As far as my data sets are concerned, I’ve gone at great lengths to anonymize and de-identify them (e.g., by rewriting narratives/tweets/etc and having a second researcher check whether the meaning changed and deleting any identifying information). Re-writing narratives is an acceptable, even encouraged, strategy, in various phenomenological circles (e.g., Kuiken 2001 and van Manen, 1997) and in this instance it also serves ethical purposes.

3 thoughts on “Ethics of Doing Research in Online Networks: Fellowship post #3

  2. Great post.

    A further distinction can be made between message boards or on-line services which require the user to have an account in order to log in, make use of the service and view other users’ postings, with services like Facebook where often you would have to be the user’s ‘friend’ in order to access their personal information.

    Surely the former scenario where account and password access is available to all should count as information which is available in the public domain. The user knows that anyone can choose to create an account and read their information thereby relinquishing their control over who reads their data.

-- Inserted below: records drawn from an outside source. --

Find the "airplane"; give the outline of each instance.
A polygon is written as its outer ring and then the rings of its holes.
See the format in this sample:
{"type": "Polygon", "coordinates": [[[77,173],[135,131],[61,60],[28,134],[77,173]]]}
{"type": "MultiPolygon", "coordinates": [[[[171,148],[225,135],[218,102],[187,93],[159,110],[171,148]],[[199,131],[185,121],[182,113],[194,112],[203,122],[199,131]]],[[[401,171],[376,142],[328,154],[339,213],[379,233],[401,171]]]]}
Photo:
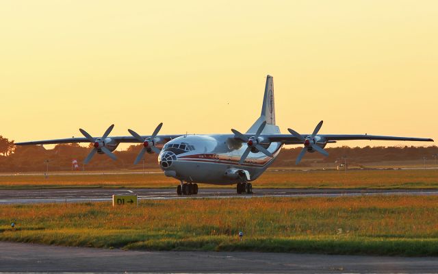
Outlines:
{"type": "Polygon", "coordinates": [[[140,136],[128,129],[131,136],[110,137],[112,125],[101,137],[92,137],[79,129],[84,138],[45,140],[16,143],[17,145],[91,142],[93,148],[83,161],[88,164],[97,153],[114,160],[112,153],[120,142],[143,143],[134,161],[138,164],[145,153],[158,154],[158,163],[164,175],[180,182],[178,195],[198,194],[198,184],[236,184],[237,194],[253,192],[251,182],[257,179],[275,160],[284,145],[303,146],[296,164],[304,155],[318,152],[325,156],[327,144],[346,140],[381,140],[433,142],[430,138],[375,135],[319,134],[321,121],[311,134],[300,134],[288,129],[290,134],[282,134],[275,124],[273,77],[268,75],[265,84],[261,112],[254,124],[242,134],[232,129],[233,134],[158,135],[163,123],[151,135],[140,136]]]}

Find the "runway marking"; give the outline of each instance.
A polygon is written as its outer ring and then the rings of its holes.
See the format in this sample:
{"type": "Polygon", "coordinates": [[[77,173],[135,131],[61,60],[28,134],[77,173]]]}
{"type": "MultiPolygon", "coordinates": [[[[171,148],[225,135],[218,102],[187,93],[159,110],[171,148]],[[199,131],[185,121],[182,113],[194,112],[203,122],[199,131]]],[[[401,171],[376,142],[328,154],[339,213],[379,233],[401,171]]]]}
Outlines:
{"type": "MultiPolygon", "coordinates": [[[[359,196],[378,196],[378,195],[438,195],[438,190],[414,190],[410,191],[407,190],[406,191],[400,190],[339,190],[336,192],[336,190],[296,190],[291,189],[291,192],[274,192],[275,190],[265,190],[259,189],[256,191],[259,191],[259,193],[255,193],[253,195],[237,195],[233,191],[229,191],[228,190],[206,190],[205,192],[200,192],[198,195],[188,195],[188,196],[177,196],[176,193],[173,191],[159,191],[155,192],[154,189],[139,189],[137,190],[138,192],[142,192],[144,194],[138,195],[138,198],[140,200],[171,200],[171,199],[253,199],[253,198],[261,198],[261,197],[359,197],[359,196]],[[274,190],[274,191],[272,191],[274,190]],[[305,192],[311,191],[313,192],[306,193],[305,192]],[[344,192],[345,191],[345,192],[344,192]],[[347,192],[348,191],[348,192],[347,192]]],[[[88,190],[83,190],[83,192],[86,192],[88,190]]],[[[120,190],[123,192],[128,191],[129,192],[135,192],[133,190],[120,190]]],[[[0,204],[11,204],[11,203],[79,203],[79,202],[97,202],[97,201],[107,201],[112,200],[112,195],[114,192],[113,190],[101,190],[99,191],[94,191],[90,194],[91,195],[75,195],[72,192],[67,191],[55,191],[54,193],[51,193],[51,190],[47,190],[49,197],[42,197],[42,193],[36,191],[23,191],[14,192],[14,195],[11,197],[0,199],[0,204]],[[63,197],[63,194],[67,194],[63,197]],[[33,194],[37,195],[36,197],[32,197],[33,194]],[[59,196],[57,196],[57,194],[59,196]],[[20,196],[23,197],[21,198],[20,196]]],[[[79,194],[81,190],[75,190],[73,192],[78,192],[79,194]]]]}

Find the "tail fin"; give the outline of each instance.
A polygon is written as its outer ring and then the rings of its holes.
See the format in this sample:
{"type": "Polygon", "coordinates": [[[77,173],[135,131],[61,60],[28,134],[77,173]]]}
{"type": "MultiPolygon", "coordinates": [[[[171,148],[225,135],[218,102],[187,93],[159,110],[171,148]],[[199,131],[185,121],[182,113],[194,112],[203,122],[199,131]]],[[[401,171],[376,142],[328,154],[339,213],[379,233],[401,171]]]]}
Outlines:
{"type": "Polygon", "coordinates": [[[279,127],[275,125],[275,101],[274,100],[274,78],[271,75],[266,77],[265,94],[263,97],[260,117],[250,127],[246,133],[255,133],[260,125],[266,121],[263,133],[280,133],[279,127]]]}
{"type": "Polygon", "coordinates": [[[263,97],[261,114],[266,119],[266,124],[275,125],[275,101],[274,101],[274,78],[271,75],[266,77],[265,95],[263,97]]]}

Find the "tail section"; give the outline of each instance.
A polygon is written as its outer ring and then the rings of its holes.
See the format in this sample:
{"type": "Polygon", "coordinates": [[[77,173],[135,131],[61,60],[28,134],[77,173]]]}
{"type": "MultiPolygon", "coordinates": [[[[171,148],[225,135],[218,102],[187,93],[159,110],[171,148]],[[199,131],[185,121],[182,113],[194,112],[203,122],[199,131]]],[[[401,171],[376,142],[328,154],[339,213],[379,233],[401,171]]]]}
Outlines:
{"type": "Polygon", "coordinates": [[[275,101],[274,100],[274,78],[271,75],[266,77],[265,95],[263,97],[261,114],[266,119],[267,125],[275,125],[275,101]]]}
{"type": "Polygon", "coordinates": [[[275,125],[275,101],[274,99],[274,78],[271,75],[266,77],[265,94],[263,97],[260,117],[250,127],[246,133],[255,133],[260,125],[266,121],[266,126],[262,133],[280,133],[280,129],[275,125]]]}

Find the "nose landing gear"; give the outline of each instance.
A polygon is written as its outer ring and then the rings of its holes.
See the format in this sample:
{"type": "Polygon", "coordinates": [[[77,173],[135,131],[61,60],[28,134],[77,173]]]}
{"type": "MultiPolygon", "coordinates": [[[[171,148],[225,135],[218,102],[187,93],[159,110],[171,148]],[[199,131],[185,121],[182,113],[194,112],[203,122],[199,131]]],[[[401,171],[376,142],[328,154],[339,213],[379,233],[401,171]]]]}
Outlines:
{"type": "Polygon", "coordinates": [[[198,194],[198,184],[181,182],[177,187],[177,194],[178,195],[196,195],[198,194]]]}
{"type": "Polygon", "coordinates": [[[253,184],[248,182],[237,183],[237,194],[253,194],[253,184]]]}

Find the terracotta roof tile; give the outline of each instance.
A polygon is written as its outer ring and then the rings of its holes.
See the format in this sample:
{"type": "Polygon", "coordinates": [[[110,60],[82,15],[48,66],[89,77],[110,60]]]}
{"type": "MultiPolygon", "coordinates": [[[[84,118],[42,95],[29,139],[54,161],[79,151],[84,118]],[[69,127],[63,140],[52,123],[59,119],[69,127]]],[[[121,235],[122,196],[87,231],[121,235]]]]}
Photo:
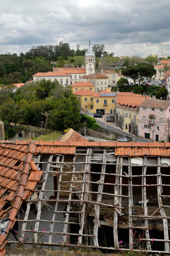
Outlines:
{"type": "Polygon", "coordinates": [[[95,87],[95,86],[90,82],[82,81],[74,83],[71,85],[71,87],[95,87]]]}
{"type": "Polygon", "coordinates": [[[73,92],[73,94],[75,95],[80,95],[80,96],[98,95],[98,93],[97,92],[92,92],[90,90],[83,90],[83,89],[73,92]]]}
{"type": "Polygon", "coordinates": [[[41,77],[45,77],[45,76],[70,76],[67,73],[64,73],[64,72],[44,72],[44,73],[36,73],[32,76],[33,77],[36,76],[41,76],[41,77]]]}
{"type": "Polygon", "coordinates": [[[67,74],[86,74],[85,68],[53,68],[53,71],[60,71],[67,74]]]}
{"type": "Polygon", "coordinates": [[[81,78],[108,78],[108,77],[101,73],[94,73],[90,75],[85,75],[81,78]]]}
{"type": "Polygon", "coordinates": [[[167,108],[170,104],[170,100],[163,100],[156,99],[148,99],[143,102],[141,104],[142,107],[148,108],[167,108]]]}

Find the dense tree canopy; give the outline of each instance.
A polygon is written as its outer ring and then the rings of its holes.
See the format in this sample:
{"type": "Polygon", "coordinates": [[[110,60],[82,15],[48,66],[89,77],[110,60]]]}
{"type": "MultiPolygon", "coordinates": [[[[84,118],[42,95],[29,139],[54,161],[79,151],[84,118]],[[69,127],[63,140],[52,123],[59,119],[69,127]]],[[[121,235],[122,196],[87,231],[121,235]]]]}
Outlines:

    • Thanks for the comment, Ruth. I have to disagree though. It’s not as much a matter of platform, as it is the way one is accessing that information. “Public” information is public without any sort of restrictions that can be retrieved by anyone at any point in time. For instance, you don’t need to sign-up to a service to find public tweets. Or, you don’t need to sign-up to a service to find public facebook posts (e.g., see On the other hand, if I am participating in a forum that requires a username and a password, that information cannot be retrieved *unless* a username and a password is used. In other words, as a user, I am not “relinquishing [my] control over who reads [my] data.” I am allowing others who create an account on the site to read my data, *and* (this is important), I TRUST that they will not share my data outside of that controlled environment, unless I grant explicit permission. To give an example: Let’s say that I enjoy playing chess and that I sign up to a chess playing site that requires login credentials to access. Let’s also assume that I don’t want my colleagues to know about this because they might perceive it as a nerdy thing to do and I don’t want them “seeing” that part of my identity (hence my choice to participate on a chess-playing site that is not public). Wouldn’t it be unethical if someone decides to “out” me as a chess-playing nerd to colleagues who are not participating on the site? On the other hand, if a colleague signs-up to the site and connects with me, I wouldn’t mind if they knew that I enjoy chess, because, presumably, they also enjoy chess, hence the reason they are on the site. If however, they too decide to share that knowledge/information outside of the chess-playing site, then that would also violate my trust.